One other side the place HybridPetya and NotPetya differ is that, not like the latter’s harmful capabilities, the newly recognized artifact permits the menace actors to reconstruct the decryption key from the sufferer’s private set up keys.
Telemetry knowledge from ESET signifies no proof of HybridPetya getting used within the wild. The cybersecurity firm additionally identified the latest discovery of a UEFI Petya Proof-of-Idea (PoC) by safety researcher Aleksandra “Hasherezade” Doniec, including it is potential there could possibly be “some relationship between the 2 circumstances.” Nonetheless, it would not rule out the likelihood that HybridPetya can also be a PoC.

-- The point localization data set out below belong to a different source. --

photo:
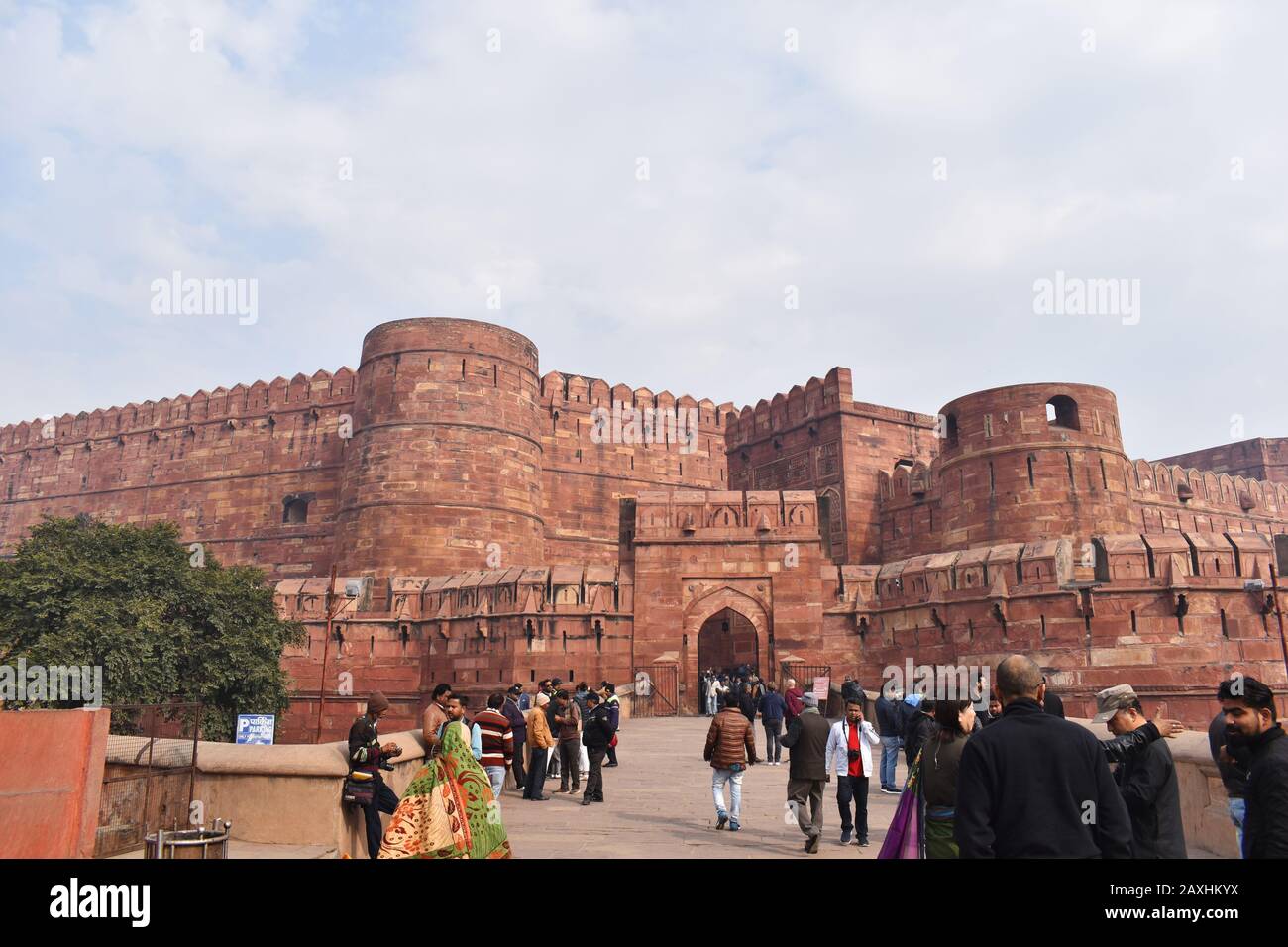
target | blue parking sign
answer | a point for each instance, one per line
(256, 728)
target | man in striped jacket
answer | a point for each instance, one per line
(730, 749)
(497, 742)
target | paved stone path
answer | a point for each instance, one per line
(658, 805)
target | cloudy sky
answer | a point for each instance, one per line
(716, 198)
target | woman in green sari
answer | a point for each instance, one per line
(449, 809)
(939, 761)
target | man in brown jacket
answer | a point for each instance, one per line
(807, 742)
(540, 740)
(730, 749)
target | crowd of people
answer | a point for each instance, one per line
(550, 733)
(1016, 780)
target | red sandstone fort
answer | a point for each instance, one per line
(493, 539)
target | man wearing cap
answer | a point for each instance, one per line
(555, 767)
(434, 716)
(1035, 787)
(1252, 722)
(1146, 779)
(519, 728)
(614, 714)
(806, 738)
(366, 751)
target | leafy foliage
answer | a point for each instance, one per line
(80, 591)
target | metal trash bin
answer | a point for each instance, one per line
(189, 843)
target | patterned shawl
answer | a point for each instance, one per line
(449, 810)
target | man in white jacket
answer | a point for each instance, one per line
(849, 753)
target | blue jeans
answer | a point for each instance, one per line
(719, 777)
(1237, 810)
(889, 759)
(496, 776)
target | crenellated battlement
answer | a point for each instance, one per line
(579, 393)
(715, 515)
(232, 405)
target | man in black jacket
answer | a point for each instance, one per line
(519, 727)
(366, 753)
(806, 738)
(1145, 779)
(1232, 763)
(1035, 787)
(596, 729)
(919, 728)
(1250, 719)
(888, 725)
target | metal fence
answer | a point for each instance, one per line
(149, 776)
(656, 692)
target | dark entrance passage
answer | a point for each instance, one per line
(726, 642)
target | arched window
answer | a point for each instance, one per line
(1063, 412)
(295, 509)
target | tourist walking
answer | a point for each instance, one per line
(747, 705)
(613, 703)
(496, 738)
(940, 763)
(1252, 722)
(849, 753)
(366, 753)
(919, 728)
(567, 724)
(595, 735)
(890, 724)
(772, 710)
(730, 748)
(519, 727)
(1233, 767)
(542, 741)
(1146, 780)
(456, 714)
(795, 698)
(806, 738)
(434, 716)
(1035, 787)
(580, 698)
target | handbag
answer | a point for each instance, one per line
(903, 838)
(360, 789)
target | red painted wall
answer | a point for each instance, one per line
(51, 783)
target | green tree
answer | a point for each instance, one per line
(129, 599)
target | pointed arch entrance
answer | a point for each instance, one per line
(726, 642)
(730, 629)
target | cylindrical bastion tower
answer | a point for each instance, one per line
(1009, 474)
(443, 471)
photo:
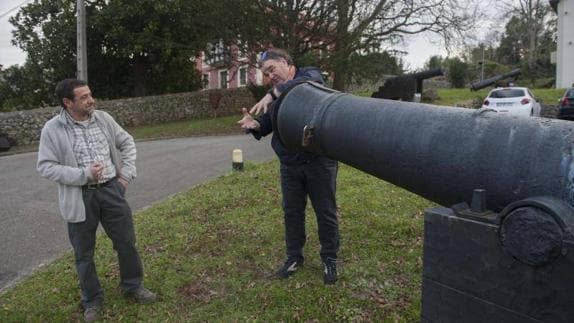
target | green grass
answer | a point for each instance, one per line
(208, 254)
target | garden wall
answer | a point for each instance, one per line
(24, 127)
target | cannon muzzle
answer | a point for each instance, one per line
(440, 153)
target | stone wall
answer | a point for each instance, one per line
(25, 126)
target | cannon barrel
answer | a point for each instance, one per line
(440, 153)
(405, 86)
(427, 74)
(475, 86)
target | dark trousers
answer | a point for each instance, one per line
(317, 180)
(105, 205)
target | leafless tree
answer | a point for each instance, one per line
(339, 28)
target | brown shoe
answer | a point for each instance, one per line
(142, 295)
(92, 314)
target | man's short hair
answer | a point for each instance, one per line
(274, 53)
(65, 89)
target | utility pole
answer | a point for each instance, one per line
(81, 52)
(482, 64)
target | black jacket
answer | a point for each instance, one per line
(266, 126)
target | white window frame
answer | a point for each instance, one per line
(205, 77)
(226, 79)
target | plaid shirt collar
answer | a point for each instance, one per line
(73, 122)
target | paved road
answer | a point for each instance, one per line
(32, 232)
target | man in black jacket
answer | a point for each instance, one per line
(302, 174)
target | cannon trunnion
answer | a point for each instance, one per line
(502, 248)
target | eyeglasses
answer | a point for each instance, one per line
(263, 56)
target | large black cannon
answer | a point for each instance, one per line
(514, 74)
(404, 87)
(502, 248)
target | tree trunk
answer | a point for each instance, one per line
(139, 76)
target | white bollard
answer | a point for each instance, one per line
(237, 159)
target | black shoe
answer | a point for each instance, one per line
(289, 267)
(330, 271)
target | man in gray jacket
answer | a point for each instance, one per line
(92, 159)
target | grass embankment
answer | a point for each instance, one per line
(208, 254)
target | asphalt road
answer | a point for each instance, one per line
(32, 232)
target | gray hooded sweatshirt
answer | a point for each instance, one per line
(56, 160)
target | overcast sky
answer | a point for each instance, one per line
(420, 49)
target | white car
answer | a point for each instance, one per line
(512, 101)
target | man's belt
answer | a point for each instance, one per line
(95, 186)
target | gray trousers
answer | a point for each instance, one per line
(316, 180)
(105, 205)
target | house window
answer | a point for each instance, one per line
(243, 76)
(223, 79)
(217, 53)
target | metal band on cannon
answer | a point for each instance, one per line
(501, 250)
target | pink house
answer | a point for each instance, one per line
(225, 67)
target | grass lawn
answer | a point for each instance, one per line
(208, 254)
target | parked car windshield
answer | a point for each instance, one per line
(507, 93)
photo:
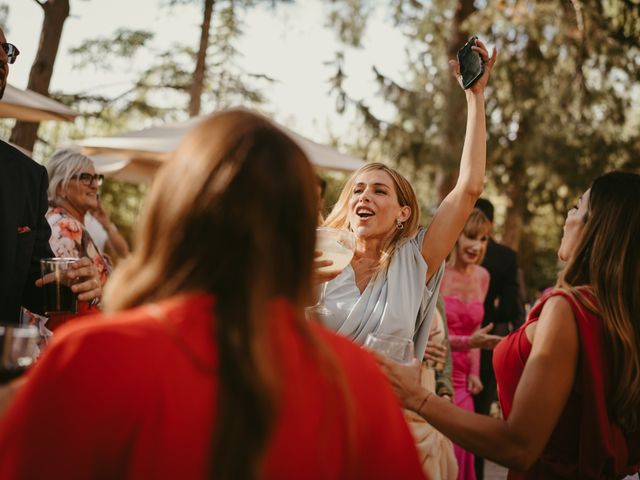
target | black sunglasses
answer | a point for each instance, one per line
(87, 179)
(11, 50)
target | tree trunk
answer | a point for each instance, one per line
(198, 75)
(517, 191)
(24, 134)
(517, 195)
(456, 106)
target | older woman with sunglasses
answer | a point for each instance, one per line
(73, 191)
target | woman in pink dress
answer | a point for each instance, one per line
(464, 288)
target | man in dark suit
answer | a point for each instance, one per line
(24, 231)
(502, 307)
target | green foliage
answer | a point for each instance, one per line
(560, 105)
(4, 14)
(124, 43)
(123, 202)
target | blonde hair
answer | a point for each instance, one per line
(607, 259)
(62, 165)
(477, 224)
(338, 218)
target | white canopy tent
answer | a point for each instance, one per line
(32, 107)
(135, 156)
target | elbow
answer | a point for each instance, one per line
(474, 191)
(520, 458)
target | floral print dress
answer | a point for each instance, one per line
(69, 238)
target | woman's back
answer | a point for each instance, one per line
(585, 442)
(140, 401)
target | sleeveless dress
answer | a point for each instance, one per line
(585, 444)
(463, 319)
(395, 302)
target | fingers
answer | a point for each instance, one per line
(455, 68)
(486, 329)
(88, 289)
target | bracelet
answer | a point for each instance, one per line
(424, 402)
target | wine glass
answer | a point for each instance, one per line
(18, 350)
(335, 245)
(396, 348)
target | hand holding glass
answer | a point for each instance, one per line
(396, 348)
(58, 296)
(18, 349)
(337, 246)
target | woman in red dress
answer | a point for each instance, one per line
(205, 366)
(569, 379)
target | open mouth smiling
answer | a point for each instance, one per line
(364, 212)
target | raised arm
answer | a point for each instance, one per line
(455, 208)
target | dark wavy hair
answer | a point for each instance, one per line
(607, 258)
(232, 213)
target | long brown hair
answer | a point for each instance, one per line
(338, 218)
(607, 258)
(236, 191)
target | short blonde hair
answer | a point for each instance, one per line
(477, 224)
(62, 165)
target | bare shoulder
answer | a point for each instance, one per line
(557, 323)
(481, 272)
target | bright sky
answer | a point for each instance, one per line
(291, 45)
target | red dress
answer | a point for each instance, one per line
(134, 396)
(585, 444)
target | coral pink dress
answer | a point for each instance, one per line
(464, 307)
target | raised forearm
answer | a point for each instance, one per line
(474, 152)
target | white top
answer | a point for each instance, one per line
(396, 302)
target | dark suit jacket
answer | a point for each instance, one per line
(502, 264)
(24, 232)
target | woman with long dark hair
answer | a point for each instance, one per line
(206, 366)
(569, 378)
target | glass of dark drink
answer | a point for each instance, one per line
(18, 350)
(58, 296)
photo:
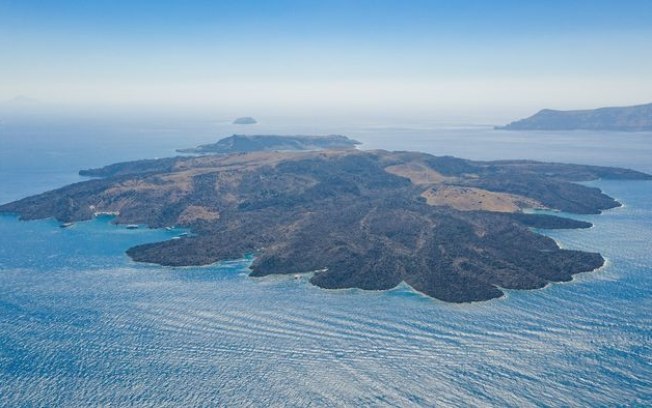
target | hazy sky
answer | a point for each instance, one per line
(456, 55)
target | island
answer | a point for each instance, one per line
(255, 143)
(245, 120)
(453, 229)
(627, 119)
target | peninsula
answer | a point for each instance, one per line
(246, 120)
(450, 228)
(630, 118)
(256, 143)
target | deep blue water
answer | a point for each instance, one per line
(82, 325)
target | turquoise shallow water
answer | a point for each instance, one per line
(80, 324)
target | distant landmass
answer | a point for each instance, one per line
(451, 228)
(255, 143)
(246, 120)
(629, 118)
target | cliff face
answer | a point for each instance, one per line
(364, 219)
(631, 118)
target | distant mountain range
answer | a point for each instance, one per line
(629, 118)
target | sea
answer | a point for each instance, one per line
(81, 325)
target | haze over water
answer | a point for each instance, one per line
(80, 324)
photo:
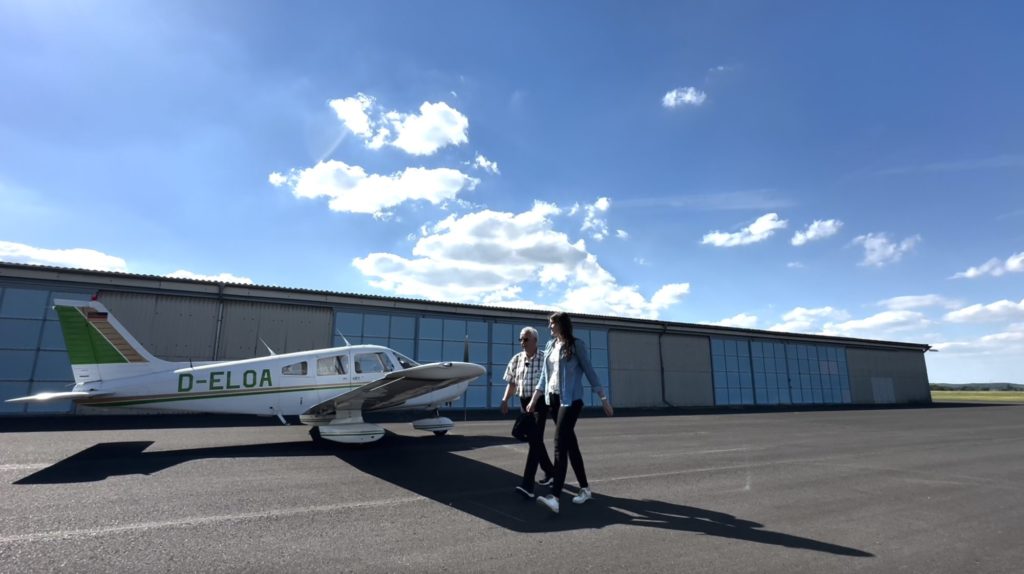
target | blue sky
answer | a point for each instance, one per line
(844, 168)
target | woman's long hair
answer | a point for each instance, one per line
(565, 328)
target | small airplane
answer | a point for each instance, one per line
(329, 389)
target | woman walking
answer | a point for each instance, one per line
(565, 363)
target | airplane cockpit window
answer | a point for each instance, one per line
(294, 368)
(369, 362)
(327, 366)
(404, 361)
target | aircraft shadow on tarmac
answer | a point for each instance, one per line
(432, 468)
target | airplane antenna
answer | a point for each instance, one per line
(267, 347)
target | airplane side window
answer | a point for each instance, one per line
(386, 361)
(294, 368)
(369, 362)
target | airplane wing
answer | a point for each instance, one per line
(395, 388)
(42, 397)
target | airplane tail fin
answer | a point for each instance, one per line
(98, 346)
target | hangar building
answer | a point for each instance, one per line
(644, 363)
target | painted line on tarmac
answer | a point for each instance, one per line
(200, 521)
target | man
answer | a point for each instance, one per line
(521, 374)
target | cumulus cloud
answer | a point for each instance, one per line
(593, 221)
(803, 319)
(741, 320)
(878, 324)
(350, 188)
(879, 251)
(997, 311)
(486, 165)
(220, 277)
(817, 230)
(764, 227)
(435, 126)
(919, 301)
(77, 257)
(487, 257)
(994, 267)
(683, 96)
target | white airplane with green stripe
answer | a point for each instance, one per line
(329, 389)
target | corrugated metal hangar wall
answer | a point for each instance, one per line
(644, 363)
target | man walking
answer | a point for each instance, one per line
(521, 374)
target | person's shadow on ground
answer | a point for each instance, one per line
(433, 468)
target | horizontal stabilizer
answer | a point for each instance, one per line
(43, 397)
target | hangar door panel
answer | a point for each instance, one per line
(284, 327)
(172, 327)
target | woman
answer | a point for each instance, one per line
(565, 362)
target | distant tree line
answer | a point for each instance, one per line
(978, 387)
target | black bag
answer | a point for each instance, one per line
(524, 427)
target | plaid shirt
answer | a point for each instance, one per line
(524, 372)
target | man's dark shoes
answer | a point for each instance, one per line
(524, 493)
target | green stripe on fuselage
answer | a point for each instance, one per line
(85, 344)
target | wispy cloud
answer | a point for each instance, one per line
(994, 267)
(918, 302)
(817, 230)
(487, 257)
(351, 189)
(435, 126)
(995, 162)
(754, 200)
(741, 320)
(683, 96)
(879, 251)
(81, 258)
(1003, 310)
(760, 230)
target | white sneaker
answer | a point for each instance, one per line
(550, 501)
(585, 494)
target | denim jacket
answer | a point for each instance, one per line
(569, 374)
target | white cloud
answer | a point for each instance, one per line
(994, 267)
(919, 301)
(880, 251)
(997, 311)
(77, 257)
(594, 219)
(436, 125)
(487, 257)
(351, 189)
(680, 96)
(741, 320)
(354, 113)
(803, 319)
(817, 230)
(220, 278)
(878, 324)
(760, 230)
(486, 165)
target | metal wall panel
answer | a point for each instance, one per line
(636, 369)
(905, 368)
(687, 370)
(172, 327)
(284, 327)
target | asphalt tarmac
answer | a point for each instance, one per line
(928, 490)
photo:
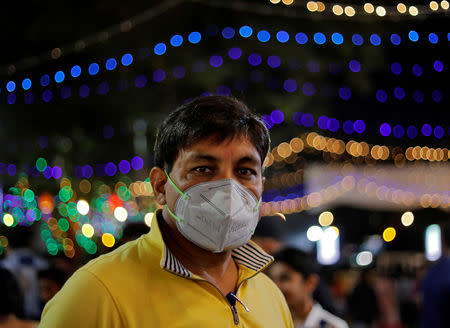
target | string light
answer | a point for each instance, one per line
(353, 148)
(368, 8)
(127, 59)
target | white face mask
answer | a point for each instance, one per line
(216, 215)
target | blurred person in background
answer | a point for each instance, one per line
(11, 303)
(24, 263)
(51, 281)
(269, 234)
(362, 302)
(133, 231)
(296, 274)
(436, 287)
(197, 266)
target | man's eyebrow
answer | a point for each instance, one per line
(201, 157)
(249, 159)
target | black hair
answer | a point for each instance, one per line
(298, 260)
(11, 301)
(218, 116)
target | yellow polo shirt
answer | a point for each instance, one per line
(141, 284)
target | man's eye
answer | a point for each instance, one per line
(246, 172)
(202, 169)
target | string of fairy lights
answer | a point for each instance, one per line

“HybridPetya is now a minimum of the fourth publicly identified instance of an actual or proof-of-concept UEFI bootkit with UEFI Safe Boot bypass performance, becoming a member of BlackLotus (exploiting CVE‑2022‑21894), BootKitty (exploiting LogoFail), and the Hyper-V Backdoor PoC (exploiting CVE‑2020‑26200),” ESET stated.
“This exhibits that Safe Boot bypasses will not be simply potential – they’re changing into extra frequent and engaging to each researchers and attackers.”